Saturday, September 29, 2018

Crossing the Line

The first time Tim beat Julie she was seven months pregnant and terrified of losing her life and that of her unborn child. He took pleasure in punching her in the face that day, and when she tried to get away from him, he grabbed her and threw her to the floor.
She had the presence of mind to roll over in time to protect her stomach and the baby within, but her actions provided an opportunity for him to kick her with his new six-hundred-dollar western style boots. When he tired of hurting her, he grabbed a beer, sat down and watched a baseball game on television while she writhed in pain on the floor.
Sober the next day, Tim saw the damage he had done to his beautiful wife and he sobbed like a child who just saw his favorite dog get run over by a Mack truck.
Julie believed him when he swore it would never happen again and she forgave him because she needed to believe in him. It happened again, of course, and before long a pattern of abuse developed, one that lasted throughout their marriage.
You might ask how and why Julie allowed the battering of her size-six body to continue for all those years. You might even question why any sane person would choose to remain someone's punching bag day after day.
Julie's inner voice, her mangled self-image, successfully convinced her that she deserved to be punished. Tim had no trouble persuading her that she was lucky to be married to him and if he was unable to control his anger, it was not his fault, it was hers. She stayed with him because on some level, she believed his irrational lies.
Perhaps the other reason she remained married to him was because Julie had a need to fix broken things, and that included relationships. Her dream of a happily ever after never wavered even when her own body was broken and bleeding.
I am livid today. I wish I could hire an oversized thug to beat Tim to a bloody pulp so that he could experience a taste of what his size-six wife endured for too long. In addition, I feel enormous anger at myself. Why had I not moved heaven and earth in order to spirit my friend away from that monster?
Just after her first beating, she came to me with a black eye, swollen nose and cracked ribs. She was brokenhearted. Not knowing what else to do, I sympathized. I put my arms around her and cradled her, soothed her as best I could. Why did I not try to talk some sense into her? Why had I not given her a safe harbor in my own home?
There were other times when I sensed that she was being abused but, afraid of overstepping the boundaries of friendship, I kept quiet.

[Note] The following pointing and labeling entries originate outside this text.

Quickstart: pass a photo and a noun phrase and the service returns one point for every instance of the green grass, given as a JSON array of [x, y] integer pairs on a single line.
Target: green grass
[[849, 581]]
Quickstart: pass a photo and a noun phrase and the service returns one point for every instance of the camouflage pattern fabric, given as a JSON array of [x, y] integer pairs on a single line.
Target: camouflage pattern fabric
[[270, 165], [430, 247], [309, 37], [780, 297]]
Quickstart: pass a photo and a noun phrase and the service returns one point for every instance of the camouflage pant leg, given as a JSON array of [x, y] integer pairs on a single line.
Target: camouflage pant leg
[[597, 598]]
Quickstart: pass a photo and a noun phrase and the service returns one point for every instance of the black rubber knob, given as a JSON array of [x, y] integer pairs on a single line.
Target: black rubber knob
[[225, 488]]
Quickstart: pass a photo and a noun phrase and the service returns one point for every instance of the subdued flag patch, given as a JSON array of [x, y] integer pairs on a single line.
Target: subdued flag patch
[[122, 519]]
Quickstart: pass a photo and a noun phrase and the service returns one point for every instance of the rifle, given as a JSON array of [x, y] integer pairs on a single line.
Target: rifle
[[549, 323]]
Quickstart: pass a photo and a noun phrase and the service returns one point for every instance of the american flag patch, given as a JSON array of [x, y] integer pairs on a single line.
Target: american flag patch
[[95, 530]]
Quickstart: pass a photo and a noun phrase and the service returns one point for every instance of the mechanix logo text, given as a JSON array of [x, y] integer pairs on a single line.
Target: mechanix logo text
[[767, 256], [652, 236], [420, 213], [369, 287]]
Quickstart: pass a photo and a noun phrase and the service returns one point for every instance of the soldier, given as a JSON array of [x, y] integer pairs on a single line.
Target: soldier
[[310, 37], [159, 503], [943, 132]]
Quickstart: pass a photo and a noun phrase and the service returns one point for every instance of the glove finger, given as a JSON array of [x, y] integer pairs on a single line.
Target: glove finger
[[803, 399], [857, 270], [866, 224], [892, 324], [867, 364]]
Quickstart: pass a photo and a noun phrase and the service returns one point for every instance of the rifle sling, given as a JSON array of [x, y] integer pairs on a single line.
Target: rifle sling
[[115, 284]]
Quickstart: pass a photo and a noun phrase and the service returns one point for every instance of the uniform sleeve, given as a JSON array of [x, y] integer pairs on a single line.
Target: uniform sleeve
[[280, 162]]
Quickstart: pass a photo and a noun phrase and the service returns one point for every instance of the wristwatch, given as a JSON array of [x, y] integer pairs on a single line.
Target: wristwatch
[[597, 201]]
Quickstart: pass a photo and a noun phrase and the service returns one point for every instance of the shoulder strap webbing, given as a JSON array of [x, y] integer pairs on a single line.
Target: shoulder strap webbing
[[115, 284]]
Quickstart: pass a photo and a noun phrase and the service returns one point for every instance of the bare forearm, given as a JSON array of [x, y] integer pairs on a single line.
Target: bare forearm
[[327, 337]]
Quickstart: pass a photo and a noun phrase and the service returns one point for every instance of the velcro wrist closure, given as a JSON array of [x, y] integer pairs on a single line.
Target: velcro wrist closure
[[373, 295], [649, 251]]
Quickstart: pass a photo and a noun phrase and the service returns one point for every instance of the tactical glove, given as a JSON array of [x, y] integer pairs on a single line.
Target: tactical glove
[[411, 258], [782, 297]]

I wish I had a nickel for every time I told myself that it was none of my business and that the best thing I could do for Julie was pray for her. I didn't know how to determine the delicate but defining point when it becomes acceptable, even crucial, to cross the line. I made myself believe that sooner or later she would turn to me for help and I would be there for her.

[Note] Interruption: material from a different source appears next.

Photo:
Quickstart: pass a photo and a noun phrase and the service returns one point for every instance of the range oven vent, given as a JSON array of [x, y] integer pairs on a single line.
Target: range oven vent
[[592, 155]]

Julie and I met when we were much younger and we spent years of mutual moments in each other's lives. Girl stuff; wife stuff and mother stuff. We exchanged recipes, saw "Beaches" together twice and cried together both times. We even created short stories together, exploring different philosophies as we wrote. We shared hairdressers, housekeepers and hundreds of snapshots. I have lost count, if I ever knew, of the hours we spent discussing the ups and downs and kid-sized problems relative to our children.
Before either of us realized it, our conversations took a turn; our grandkids, not our children, became the center of our exchanges. Lord, how we laughed at the antics of those little ones. Julie was my constant friend for all those years, and I was hers.

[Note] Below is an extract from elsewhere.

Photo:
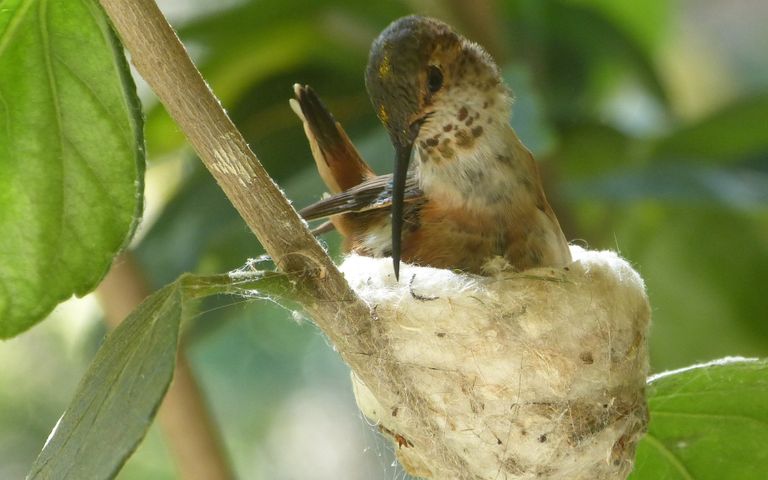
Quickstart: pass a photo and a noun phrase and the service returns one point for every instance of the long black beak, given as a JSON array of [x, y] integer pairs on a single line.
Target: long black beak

Today, every aspect of me is numb. I walk from one room to the other not knowing how or why I got there. Tears spring from my eyes with no preamble. I wear black, not because it is my best color, but because it is the definitive color of death.
How I wish I could go back and do things differently. If I had only given credence to my intuition, Julie and I could be sitting at my kitchen table right now drinking coffee, laughing at a joke or engaged in a lively discussion over a NYT Best Seller.
If only I had reached out instead of waiting for her to come to me, things might have ended differently. Tim might not have beaten my friend unconscious. He might not have dragged her inert body to the sink or held her head under dirty dishwater until her soul left this world forever.
Battered and bruised was not what Julie wanted to be when she grew up.